Truthout: Binders Full of Generals
But Obama prevailed despite the leaks, most likely helped by his firing of McChrystal and overruling his generals on the Bin Laden raid by insisting that there were backup helicopters.
How to Fix This
In a past column, I made a bold suggestion about what generals should be required to do to stop the insidious corruption of our top officers from going through the revolving door to lucrative defense company jobs and disillusioning our junior officers:
So, my reform solution for the general officer corps requires them to make a choice. If they want to go work for or invest money in a defense contractor, they must give up their title of general and lose their military retirement pay and perks. If they think it is unfair because they earned the retirement and the military rank, they can keep to a higher calling and work in some other civilian industry, as many generals did after World War II. (See my January article on the corruption of the general officer corps.) If the generals still want to work on military issues and strategy, they can go work for one of the myriad of nonprofit organizations that look at military issues or oversight, as long as they strictly stay away from any lobbying efforts with the DoD or the Congress. They also cannot go work for a nonprofit organization that accepts contributions from defense contractors unless they give up their rank and pensions. They should also not be allowed to fill a civilian political office in the DoD because of the necessary authority of civilian rule and they are still considered military. These rules would not be subject to any type of executive or Congressional waivers.

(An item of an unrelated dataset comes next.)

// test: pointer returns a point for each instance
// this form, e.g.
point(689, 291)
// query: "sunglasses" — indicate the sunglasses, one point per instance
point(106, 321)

Now we have 359 retired generals and admirals corrupting our political process by using their rank instead of just their name to endorse a political candidate. Romney uses a fig leaf to pretend that people will understand that these are retired military by saying at the bottom of the list of his “military advisory council”:
“Use of Military Branch and/or Rank does not imply endorsement by the service branch or the Dept. of Defense”
If that phrase was really true, why put their rank down at all? I am not the only one concerned with what this mixing of rank and politics might do. According to the Army Times:
The Chairman of the Joint Chiefs, Army Gen. Martin Dempsey, has repeatedly urged retired officers to stay out of the political fray.